In a downward revision of last month's numbers, the Commerce Department reported this week that gross domestic product, the broadest measure of the economic vitality, increased at a 2.8 percent annual rate in the 2nd quarter of 2008. That's down half-a-percent from last month's estimate.
Meanwhile, orders for big-ticket manufactured goods fell nearly 5 percent in August, paced by a 38 percent plunge in orders for commercial aircraft and an 8 percent decline in demand for automobiles.
The slowdown is prompting many employers to cut back on hiring, pushing the nation's unemployment rate to a five-year high of 6 percent in August.
And on Thursday, JPMorgan agreed to buy the assets of Washington Mutual after the ailing thrift's assets were seized by the Federal Deposit Insurance Corporation in the largest bank failure in U.S. history.
The collapse capped a tumultuous week in which President Bush summoned congressional leaders and the two men fighting to succeed him, to the White House hoping to avert a national economic disaster. While much of the impact of the financial crisis has been confined to Wall Street, taxpayers also are concerned about its ramifications on Main Street.

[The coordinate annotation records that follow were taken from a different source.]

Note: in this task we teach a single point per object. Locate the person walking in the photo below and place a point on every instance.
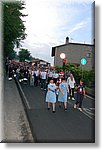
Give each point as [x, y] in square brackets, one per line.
[36, 77]
[63, 93]
[43, 79]
[51, 95]
[80, 95]
[71, 84]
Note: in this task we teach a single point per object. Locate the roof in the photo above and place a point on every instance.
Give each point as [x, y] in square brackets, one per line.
[74, 44]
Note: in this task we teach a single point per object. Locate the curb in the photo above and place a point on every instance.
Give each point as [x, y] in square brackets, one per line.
[26, 108]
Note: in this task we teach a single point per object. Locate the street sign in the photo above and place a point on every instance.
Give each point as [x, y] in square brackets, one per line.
[83, 61]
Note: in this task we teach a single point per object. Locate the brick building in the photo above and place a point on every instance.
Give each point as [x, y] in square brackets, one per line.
[74, 53]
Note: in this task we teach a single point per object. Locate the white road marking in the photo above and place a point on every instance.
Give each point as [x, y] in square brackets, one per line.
[27, 103]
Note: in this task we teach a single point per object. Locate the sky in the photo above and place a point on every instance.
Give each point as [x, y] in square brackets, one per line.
[49, 22]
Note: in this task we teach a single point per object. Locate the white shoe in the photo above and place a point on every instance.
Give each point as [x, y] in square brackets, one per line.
[74, 105]
[80, 109]
[73, 98]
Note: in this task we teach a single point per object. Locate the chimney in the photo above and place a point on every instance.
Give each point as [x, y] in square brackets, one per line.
[67, 40]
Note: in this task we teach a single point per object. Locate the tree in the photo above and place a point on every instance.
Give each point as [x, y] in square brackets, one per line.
[24, 54]
[13, 26]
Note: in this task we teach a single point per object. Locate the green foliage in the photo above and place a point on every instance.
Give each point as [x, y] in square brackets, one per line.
[13, 26]
[24, 54]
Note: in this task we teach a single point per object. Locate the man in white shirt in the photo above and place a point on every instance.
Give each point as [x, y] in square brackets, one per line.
[36, 77]
[43, 79]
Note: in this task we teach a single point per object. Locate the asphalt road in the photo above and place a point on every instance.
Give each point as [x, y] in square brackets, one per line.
[72, 126]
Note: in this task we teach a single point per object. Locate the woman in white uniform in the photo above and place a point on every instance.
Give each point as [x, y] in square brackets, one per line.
[63, 92]
[51, 95]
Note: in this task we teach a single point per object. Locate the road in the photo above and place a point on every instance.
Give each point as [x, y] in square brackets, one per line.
[72, 126]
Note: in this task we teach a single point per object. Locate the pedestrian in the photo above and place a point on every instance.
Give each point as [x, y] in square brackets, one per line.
[36, 77]
[63, 93]
[51, 95]
[43, 79]
[71, 84]
[80, 95]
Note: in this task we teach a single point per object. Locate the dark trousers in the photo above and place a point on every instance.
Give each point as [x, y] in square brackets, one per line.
[71, 92]
[36, 80]
[43, 83]
[79, 100]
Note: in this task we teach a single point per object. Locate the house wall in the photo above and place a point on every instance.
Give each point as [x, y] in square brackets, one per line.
[74, 54]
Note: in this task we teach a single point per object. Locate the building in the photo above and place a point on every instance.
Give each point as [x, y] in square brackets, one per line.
[74, 53]
[40, 63]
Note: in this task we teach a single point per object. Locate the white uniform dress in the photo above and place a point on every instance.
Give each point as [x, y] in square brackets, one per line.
[51, 95]
[64, 88]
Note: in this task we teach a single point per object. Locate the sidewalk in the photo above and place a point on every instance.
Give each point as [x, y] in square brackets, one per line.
[16, 126]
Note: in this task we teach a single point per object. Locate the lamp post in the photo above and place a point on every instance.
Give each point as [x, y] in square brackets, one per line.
[83, 62]
[63, 56]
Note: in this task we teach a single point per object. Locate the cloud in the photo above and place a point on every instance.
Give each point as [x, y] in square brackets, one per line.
[78, 26]
[50, 21]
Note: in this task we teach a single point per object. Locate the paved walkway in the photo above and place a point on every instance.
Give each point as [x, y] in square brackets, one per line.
[16, 126]
[70, 126]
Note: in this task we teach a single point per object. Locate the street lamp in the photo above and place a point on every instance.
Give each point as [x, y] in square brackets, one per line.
[63, 56]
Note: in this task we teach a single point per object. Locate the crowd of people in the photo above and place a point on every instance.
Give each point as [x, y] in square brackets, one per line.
[58, 86]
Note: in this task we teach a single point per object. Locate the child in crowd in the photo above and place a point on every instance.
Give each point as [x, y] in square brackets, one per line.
[51, 95]
[63, 92]
[80, 95]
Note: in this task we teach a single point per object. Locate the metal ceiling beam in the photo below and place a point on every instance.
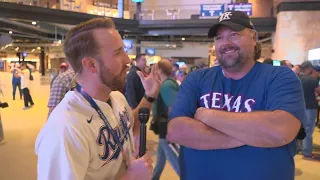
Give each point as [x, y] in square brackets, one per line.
[35, 13]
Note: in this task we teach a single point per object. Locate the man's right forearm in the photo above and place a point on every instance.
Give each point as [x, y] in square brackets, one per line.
[194, 134]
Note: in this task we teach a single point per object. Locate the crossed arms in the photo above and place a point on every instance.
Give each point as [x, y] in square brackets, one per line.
[224, 130]
[205, 129]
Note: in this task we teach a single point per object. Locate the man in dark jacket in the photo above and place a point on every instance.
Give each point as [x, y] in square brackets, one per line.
[134, 90]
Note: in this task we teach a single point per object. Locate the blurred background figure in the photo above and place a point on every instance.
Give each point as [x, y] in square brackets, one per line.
[175, 68]
[268, 61]
[63, 67]
[25, 75]
[184, 68]
[161, 108]
[180, 76]
[286, 63]
[134, 90]
[16, 82]
[297, 69]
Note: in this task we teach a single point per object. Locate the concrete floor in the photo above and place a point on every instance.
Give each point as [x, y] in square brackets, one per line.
[18, 160]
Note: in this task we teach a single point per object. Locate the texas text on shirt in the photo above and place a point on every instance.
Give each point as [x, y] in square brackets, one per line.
[80, 147]
[25, 81]
[271, 88]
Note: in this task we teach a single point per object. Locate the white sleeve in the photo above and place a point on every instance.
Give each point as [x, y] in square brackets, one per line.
[63, 154]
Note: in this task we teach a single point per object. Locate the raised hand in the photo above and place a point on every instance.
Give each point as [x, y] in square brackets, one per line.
[151, 83]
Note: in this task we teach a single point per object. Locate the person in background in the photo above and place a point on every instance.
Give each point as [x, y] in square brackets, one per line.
[24, 73]
[161, 108]
[241, 116]
[286, 63]
[175, 68]
[60, 85]
[134, 90]
[297, 69]
[184, 68]
[180, 76]
[16, 83]
[63, 67]
[310, 89]
[147, 70]
[268, 61]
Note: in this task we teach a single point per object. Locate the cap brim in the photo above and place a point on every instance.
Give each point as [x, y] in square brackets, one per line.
[234, 26]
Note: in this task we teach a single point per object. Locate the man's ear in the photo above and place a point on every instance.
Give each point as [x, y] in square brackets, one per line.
[89, 64]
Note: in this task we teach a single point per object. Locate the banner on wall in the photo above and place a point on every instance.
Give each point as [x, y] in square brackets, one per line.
[211, 10]
[244, 7]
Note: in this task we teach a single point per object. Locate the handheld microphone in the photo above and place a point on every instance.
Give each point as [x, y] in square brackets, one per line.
[144, 114]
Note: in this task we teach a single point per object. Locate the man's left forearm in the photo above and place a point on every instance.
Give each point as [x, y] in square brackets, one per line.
[259, 129]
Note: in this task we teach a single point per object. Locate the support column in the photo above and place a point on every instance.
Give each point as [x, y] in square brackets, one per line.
[138, 48]
[120, 8]
[297, 32]
[42, 55]
[138, 11]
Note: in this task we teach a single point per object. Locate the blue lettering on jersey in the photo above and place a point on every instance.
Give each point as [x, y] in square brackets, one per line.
[111, 150]
[264, 88]
[227, 102]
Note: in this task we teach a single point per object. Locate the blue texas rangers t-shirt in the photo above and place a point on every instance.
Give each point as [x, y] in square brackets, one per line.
[264, 88]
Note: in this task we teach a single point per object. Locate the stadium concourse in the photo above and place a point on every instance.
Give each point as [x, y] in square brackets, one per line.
[17, 155]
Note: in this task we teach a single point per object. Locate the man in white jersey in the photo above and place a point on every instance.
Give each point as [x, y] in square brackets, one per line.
[90, 134]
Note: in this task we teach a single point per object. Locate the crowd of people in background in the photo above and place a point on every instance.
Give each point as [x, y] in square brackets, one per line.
[310, 81]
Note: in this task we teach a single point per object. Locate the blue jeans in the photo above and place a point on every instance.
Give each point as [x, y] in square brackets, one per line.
[309, 125]
[164, 152]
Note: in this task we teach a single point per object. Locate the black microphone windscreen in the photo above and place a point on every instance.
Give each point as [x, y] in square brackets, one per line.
[144, 111]
[144, 114]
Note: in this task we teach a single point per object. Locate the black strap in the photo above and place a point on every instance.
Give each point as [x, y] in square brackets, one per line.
[105, 120]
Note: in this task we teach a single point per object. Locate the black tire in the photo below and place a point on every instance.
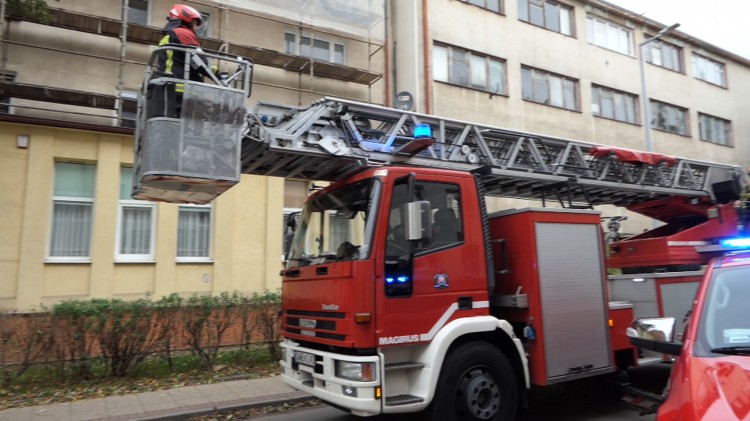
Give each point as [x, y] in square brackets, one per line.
[476, 383]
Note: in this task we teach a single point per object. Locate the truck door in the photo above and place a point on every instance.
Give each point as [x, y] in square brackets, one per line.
[429, 283]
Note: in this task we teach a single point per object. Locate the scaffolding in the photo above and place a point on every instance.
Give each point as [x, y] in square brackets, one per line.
[127, 32]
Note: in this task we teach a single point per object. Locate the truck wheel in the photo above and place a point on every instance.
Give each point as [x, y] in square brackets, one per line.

Bob Young, American Farm Bureau Federation - "Agriculture is in strong financial condition. It did not go through this whole issue of sub-prime loans and things of that nature. Agriculture has had to have some pretty strong balance sheets to bring to the table for commercial banks, farm credit systems, or whatever to provide them with support. I think our balance sheet has looked extremely good for the most part."

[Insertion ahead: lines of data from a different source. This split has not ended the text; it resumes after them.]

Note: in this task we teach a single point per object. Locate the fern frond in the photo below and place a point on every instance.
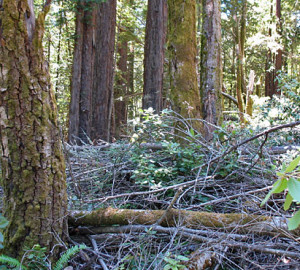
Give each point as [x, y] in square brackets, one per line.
[12, 262]
[67, 255]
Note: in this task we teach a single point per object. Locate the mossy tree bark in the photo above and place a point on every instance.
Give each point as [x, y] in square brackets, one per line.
[155, 39]
[182, 53]
[33, 170]
[211, 66]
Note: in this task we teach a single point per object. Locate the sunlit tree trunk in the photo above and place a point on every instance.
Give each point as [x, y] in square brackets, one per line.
[121, 89]
[103, 70]
[182, 52]
[240, 73]
[82, 74]
[211, 66]
[32, 163]
[269, 77]
[278, 57]
[155, 39]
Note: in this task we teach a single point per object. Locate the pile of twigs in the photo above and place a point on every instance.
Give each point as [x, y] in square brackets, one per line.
[100, 177]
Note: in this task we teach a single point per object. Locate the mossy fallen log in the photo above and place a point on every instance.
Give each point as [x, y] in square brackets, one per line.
[240, 223]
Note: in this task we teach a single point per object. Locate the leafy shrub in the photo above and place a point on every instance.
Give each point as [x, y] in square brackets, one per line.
[289, 179]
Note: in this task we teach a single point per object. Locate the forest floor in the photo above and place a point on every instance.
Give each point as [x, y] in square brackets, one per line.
[227, 176]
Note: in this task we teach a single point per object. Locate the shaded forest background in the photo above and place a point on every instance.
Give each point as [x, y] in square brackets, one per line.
[176, 118]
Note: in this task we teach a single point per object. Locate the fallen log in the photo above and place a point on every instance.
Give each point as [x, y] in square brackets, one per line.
[240, 223]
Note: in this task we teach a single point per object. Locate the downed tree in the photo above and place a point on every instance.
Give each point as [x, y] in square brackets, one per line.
[240, 223]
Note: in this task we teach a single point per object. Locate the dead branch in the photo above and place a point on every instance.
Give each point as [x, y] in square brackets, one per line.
[141, 193]
[241, 223]
[230, 97]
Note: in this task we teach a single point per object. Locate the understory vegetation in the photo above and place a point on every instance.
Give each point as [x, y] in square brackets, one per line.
[165, 163]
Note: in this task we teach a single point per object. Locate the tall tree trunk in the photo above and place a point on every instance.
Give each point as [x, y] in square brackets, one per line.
[269, 77]
[278, 57]
[33, 170]
[130, 89]
[240, 74]
[182, 46]
[103, 70]
[155, 39]
[211, 66]
[82, 74]
[121, 89]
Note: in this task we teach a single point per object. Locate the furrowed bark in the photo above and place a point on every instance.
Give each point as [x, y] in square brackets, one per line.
[32, 162]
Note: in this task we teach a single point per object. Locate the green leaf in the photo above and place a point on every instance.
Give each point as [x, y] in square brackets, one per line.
[170, 261]
[278, 186]
[182, 258]
[3, 222]
[288, 201]
[294, 222]
[294, 188]
[294, 163]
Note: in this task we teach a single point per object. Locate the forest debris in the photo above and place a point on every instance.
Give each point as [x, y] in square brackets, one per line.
[200, 260]
[241, 223]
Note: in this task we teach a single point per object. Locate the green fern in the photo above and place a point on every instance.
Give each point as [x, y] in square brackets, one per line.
[67, 255]
[12, 262]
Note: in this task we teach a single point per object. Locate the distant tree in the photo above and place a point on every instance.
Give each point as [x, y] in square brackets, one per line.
[32, 162]
[82, 73]
[103, 72]
[121, 88]
[211, 66]
[240, 36]
[182, 54]
[155, 39]
[92, 75]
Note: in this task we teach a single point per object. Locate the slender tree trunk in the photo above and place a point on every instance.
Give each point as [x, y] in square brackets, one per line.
[211, 66]
[103, 70]
[121, 89]
[182, 46]
[155, 40]
[240, 77]
[278, 57]
[130, 89]
[32, 163]
[269, 77]
[82, 75]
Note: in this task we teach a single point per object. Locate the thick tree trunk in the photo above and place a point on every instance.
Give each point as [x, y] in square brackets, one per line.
[33, 171]
[155, 40]
[211, 66]
[182, 51]
[82, 75]
[103, 71]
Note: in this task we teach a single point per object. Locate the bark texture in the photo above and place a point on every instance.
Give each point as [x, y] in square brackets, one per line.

Optimism aside, rural America is not immune to what is being called the worst financial crisis since the Great Depression.

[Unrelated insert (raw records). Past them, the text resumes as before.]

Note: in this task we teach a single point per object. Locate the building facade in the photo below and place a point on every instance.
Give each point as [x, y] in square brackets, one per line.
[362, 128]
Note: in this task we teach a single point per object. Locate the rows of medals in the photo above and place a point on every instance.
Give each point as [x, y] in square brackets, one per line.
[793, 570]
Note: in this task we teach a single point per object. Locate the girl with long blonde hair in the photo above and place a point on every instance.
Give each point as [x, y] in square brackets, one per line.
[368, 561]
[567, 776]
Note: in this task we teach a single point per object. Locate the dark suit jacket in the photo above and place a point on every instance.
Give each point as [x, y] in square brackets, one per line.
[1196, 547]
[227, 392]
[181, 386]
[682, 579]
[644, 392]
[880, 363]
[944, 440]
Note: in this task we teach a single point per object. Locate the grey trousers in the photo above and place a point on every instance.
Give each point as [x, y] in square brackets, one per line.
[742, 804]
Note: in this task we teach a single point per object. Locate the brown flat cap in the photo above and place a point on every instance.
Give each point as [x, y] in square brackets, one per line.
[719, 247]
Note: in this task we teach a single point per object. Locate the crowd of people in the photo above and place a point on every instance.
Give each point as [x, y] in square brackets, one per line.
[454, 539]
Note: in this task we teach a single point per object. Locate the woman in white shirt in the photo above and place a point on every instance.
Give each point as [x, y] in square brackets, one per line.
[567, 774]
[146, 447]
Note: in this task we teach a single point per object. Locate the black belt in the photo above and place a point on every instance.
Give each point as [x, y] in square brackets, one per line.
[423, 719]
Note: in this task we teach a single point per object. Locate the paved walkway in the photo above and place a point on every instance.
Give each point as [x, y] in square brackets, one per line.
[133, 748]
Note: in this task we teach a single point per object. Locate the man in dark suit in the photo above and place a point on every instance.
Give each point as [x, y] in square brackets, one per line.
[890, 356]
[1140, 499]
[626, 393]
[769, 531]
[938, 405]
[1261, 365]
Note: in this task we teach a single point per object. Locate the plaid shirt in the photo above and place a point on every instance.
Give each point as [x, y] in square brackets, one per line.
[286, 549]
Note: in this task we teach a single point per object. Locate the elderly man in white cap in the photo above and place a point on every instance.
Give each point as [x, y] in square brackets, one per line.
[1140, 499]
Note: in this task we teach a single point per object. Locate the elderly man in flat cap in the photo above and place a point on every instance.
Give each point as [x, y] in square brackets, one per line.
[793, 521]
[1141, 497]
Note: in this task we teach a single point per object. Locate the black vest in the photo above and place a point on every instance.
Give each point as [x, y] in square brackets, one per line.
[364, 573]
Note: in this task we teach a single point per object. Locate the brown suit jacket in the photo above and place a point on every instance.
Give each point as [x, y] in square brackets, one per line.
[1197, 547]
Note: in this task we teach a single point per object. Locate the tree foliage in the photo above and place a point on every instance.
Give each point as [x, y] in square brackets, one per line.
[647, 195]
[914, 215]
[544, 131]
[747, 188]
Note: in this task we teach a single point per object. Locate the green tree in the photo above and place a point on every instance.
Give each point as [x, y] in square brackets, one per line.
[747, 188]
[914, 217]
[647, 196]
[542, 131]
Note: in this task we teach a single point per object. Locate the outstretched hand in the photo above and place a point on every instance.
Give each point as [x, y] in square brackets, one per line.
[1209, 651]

One mortgage lender enduring Wall Street losses is the Federal Agricultural Mortgage Corporation, or Farmer Mac.
The organization was created by Congress in 1987 to improve the ability of agricultural lenders to provide credit to America's farmers, rural homeowners, businesses and communities. In recent reports, Farmer Mac revealed losses from bad investments in Fannie Mae and in bonds from the now- bankrupt Lehman Brothers, could drain an estimated $92 million from the lender's capital base. And some experts are concerned such losses could fuel a credit crunch in the agricultural sector.
Bob Young, American Farm Bureau Federation - "I think the sector itself, if I was going to lend money this is the sector I'd want to lend money to. But, for whatever reason if commercial lenders decide to tighten up or not lend at all, then we could be in for some real trouble."
In the case of Farmer Mac, tighter credit could have far-reaching implications throughout the rural economy. In addition to mortgages, Farmer Mac re-sells Farm Service Agency-guaranteed loans and finances rural electric and telephone cooperatives.
Farmer Mac funds its loan purchases by issuing debt or securities which it in turn sells into the capital markets. In this way, it facilitates the flow of money from Wall Street to rural America, thus providing a stable supply of credit to lenders and borrowers.
Bob Young, American Farm Bureau Federation - "You put crops in the ground in the spring; it takes the entire growing season for them to come out of the ground and then get harvested in the fall. You'll go at least 8, 9 10 to 12 months or so between the time you've made a decision and the time you have the financing lined up and the time you're ready to sell the crop so that's why financing is so important."